YouTube Is Going To Get Rid Of Live Subscriber Counts
YouTube has said from August it will be no longer be showing exactly how many subscribers a channel has, by ditching live subscriber counters.
In a blog post, the company has said that only YouTube creators will have access to the precise number, while visitors to the channel will only see an abbreviated subscriber count.
A statement from the firm reads: "To create more consistency everywhere that we publicly display subscriber counts, starting in August 2019, we'll begin showing the abbreviated subscriber number across all public YouTube surfaces."

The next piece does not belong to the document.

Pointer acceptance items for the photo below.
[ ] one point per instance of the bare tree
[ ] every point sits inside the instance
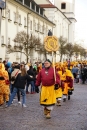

As well as having a standardised abbreviated display on its own site, YouTube will also be making it so that third-party firms, such as Social Blade, will also only be able to show abbreviated figures and won't be able to host live-subscriber counters.
Only the channel's creator will be able to see the specific numbers.
The company also shared some examples of how it will work in real-life, posting: "If a channel has 4,227 subscribers, the public subscriber count will read '4.2k' until the channel reaches 4,300.
"If a channel has 133,017 subscribers, the public subscriber count will read '133K' until the channel reaches 134,000.
If a channel has 51,389,232, the public subscriber count will read '51M' until the channel reaches 52,000,000."
The new rules will only apply to channels with more than 1,000 subscribers - so if you've got 982 subscribers it won't round down 900, but as soon as it hits over 1,000 it'll begin to show the abbreviated numbers.
The new rules were announced amidst a bunch of high-profile YouTuber campaigns and spats.
Firstly, we had the months-long Subscribe to PewDiePie campaign which aimed to keep the popular YouTuber top as he faced tough competition from T Series. Live subscriber counts were used by fans to see how the battle was going.
And, of course more recently we've also had the whole James Charles and Tati Westbrook beef - which saw Charles lose a record-number of subscribers in just a few days, before gaining a bunch back. Fans were able to use Social Blades' live subscriber count to see how well... or badly, Charles was getting on.